KINGSTON and Frankston councils have linked up to advocate for the establishment of more recycled water initiatives.
In a joint press release, the two councils said that new ways of sourcing water for food producers and parklands must be found because “valuable drinking water supplies are becoming increasingly scarce.”
Kingston mayor Steve Staikos said “more efficient water use and alternative water sources are needed to ensure the long-term sustainability of the local food production industry, not only in Kingston but also in the entire South East region.”
“Here in Kingston, we have been working to progress two water recycling pipeline proposals – the Dingley, Sandringham and Cheltenham Recycled Water Scheme that would deliver recycled water to some of the state’s most high-profile golf courses, sporting fields and green wedge open spaces; and the Patterson River Recycled Water Scheme, a smaller but no less critical project for our community,” he said. “Water recycling represents a key opportunity for Kingston and Frankston to work together to advocate for state and federal support for critical water recycling projects that will safeguard our valuable drinking water supplies for future generations.

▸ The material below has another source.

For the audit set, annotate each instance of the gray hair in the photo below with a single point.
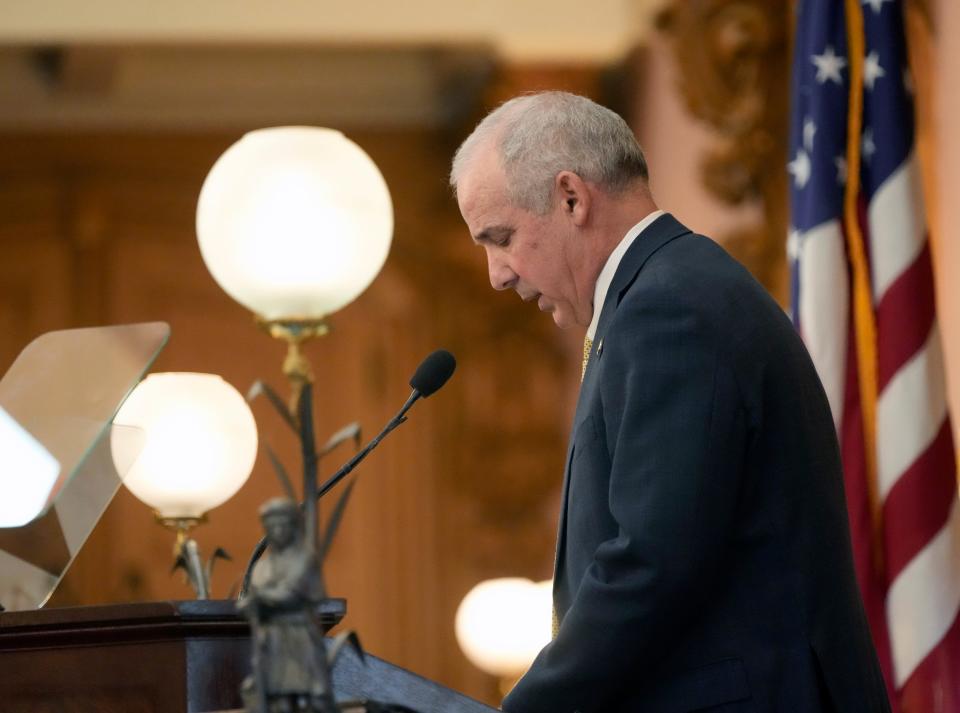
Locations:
(539, 135)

“Both the City of Kingston and Frankston City are working on innovative water recycling projects with South East Water that would provide cost-effective and sustainable solutions to our water issues, but we need state and federal government support to make these proposals a reality.”
Frankston mayor Kris Bolam said that a little more than half of the water used by Frankston Council in the last year was recycled, around 163 million litres. “Council’s target to increase the use of alternative, sustainable water sources to 60 per cent by 2026 relies on the Victorian Government investing in recycled water infrastructure,” he said.